FineWeb2 significantly advances multilingual pretraining datasets, covering over 1000 languages with high-quality data. The dataset uses approximately 8 terabytes of compressed text data and contains nearly 3 trillion words, sourced from 96 CommonCrawl snapshots between 2013 and 2024. Processed using the datatrove library, FineWeb2 demonstrates superior performance compared to established datasets like CC-100, mC4, CulturaX, and HPLT across nine diverse languages. The ablation and evaluation setup is present in this github repo.
Huggingface community researchers introduced FineWeb-C, a collaborative, community-driven project that expands upon FineWeb2 to create high-quality educational content annotations across hundreds of languages. The project enables community members to rate web content’s educational value and identify problematic elements through the Argilla platform. Languages achieving 1,000 annotations qualify for dataset inclusion. This annotation process serves dual purposes: identifying high-quality educational content and improving LLM development across all languages.
318 Hugging Face community members have submitted 32,863 annotations, contributing to developing high-quality LLMs across underrepresented languages.

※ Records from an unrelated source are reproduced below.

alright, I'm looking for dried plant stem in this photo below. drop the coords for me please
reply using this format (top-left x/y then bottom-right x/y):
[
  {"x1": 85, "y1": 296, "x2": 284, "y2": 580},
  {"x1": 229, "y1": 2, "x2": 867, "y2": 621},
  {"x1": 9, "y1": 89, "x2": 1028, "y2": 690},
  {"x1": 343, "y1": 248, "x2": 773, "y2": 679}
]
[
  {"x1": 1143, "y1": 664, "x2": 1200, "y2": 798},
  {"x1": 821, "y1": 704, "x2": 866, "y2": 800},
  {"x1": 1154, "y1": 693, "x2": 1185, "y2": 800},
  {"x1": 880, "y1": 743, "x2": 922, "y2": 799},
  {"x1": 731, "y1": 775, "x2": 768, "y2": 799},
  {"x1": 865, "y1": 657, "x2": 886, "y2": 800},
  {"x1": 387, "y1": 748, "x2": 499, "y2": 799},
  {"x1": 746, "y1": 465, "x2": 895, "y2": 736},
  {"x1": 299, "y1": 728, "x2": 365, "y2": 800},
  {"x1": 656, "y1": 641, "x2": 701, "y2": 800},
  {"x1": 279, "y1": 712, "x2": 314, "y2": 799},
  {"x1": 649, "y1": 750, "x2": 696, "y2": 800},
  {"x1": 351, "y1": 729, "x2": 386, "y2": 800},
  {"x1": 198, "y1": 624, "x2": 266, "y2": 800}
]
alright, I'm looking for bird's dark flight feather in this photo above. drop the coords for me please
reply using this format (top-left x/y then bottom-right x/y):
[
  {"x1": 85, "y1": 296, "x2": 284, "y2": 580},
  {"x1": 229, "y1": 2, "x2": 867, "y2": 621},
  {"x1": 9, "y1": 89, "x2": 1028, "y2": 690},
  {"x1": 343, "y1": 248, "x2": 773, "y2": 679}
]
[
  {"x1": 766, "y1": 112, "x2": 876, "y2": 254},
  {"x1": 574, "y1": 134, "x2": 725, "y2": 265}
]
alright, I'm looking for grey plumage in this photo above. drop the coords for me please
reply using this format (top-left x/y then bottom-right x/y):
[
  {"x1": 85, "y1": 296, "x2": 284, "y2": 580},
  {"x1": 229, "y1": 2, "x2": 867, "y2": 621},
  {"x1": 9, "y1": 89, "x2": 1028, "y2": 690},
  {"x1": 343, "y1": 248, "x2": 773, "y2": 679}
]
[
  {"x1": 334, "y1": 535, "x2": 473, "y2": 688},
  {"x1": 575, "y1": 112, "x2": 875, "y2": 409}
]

FineWeb-Edu is a dataset built upon the original FineWeb dataset and employs an educational quality classifier trained on LLama3-70B-Instruct annotations to identify and retain the most educational content. This approach has proven successful, outperforming FineWeb on popular benchmarks while reducing the data volume needed for training effective LLMs. The project aims to extend FineWeb-Edu’s capabilities to all world languages by collecting community annotations to train language-specific educational quality classifiers.
The project prioritizes human-generated annotations over LLM-based ones, particularly for low-resource languages where LLM performance cannot be reliably validated. This community-driven approach parallels Wikipedia’s collaborative model, emphasizing open access and democratization of AI technology. Contributors join a broader movement to break language barriers in AI development, as commercial companies typically focus on profitable languages. The dataset’s open nature enables anyone to build AI systems tailored to specific community needs while facilitating learning about effective approaches across different languages.
The FineWeb-Edu uses multiple annotations per page for some languages, allowing flexible calculation of annotator agreement. Quality control measures include plans to increase annotation overlap in heavily annotated languages. The data contains a boolean column ‘problematic_content_label_present’ to identify pages with problematic content flags, often resulting from incorrect language detection. Users can filter content based on either individual problematic labels or annotator agreement through the ‘problematic_content_label_agreement’ column. The dataset operates under the ODC-By v1.0 license and CommonCrawl’s Terms of Use.
In conclusion, FineWeb2’s community-driven extension, FineWeb-C, has gathered 32,863 annotations from 318 contributors, focusing on educational content labeling. The project demonstrates superior performance compared to existing datasets with less training data through FineWeb-Edu’s specialized educational content classifier. Unlike commercial approaches, this open-source initiative prioritizes human annotations over LLM-based ones, particularly for low-resource languages. The dataset features robust quality control measures, including multiple annotation layers and problematic content filtering, while operating under the ODC-By v1.0 license.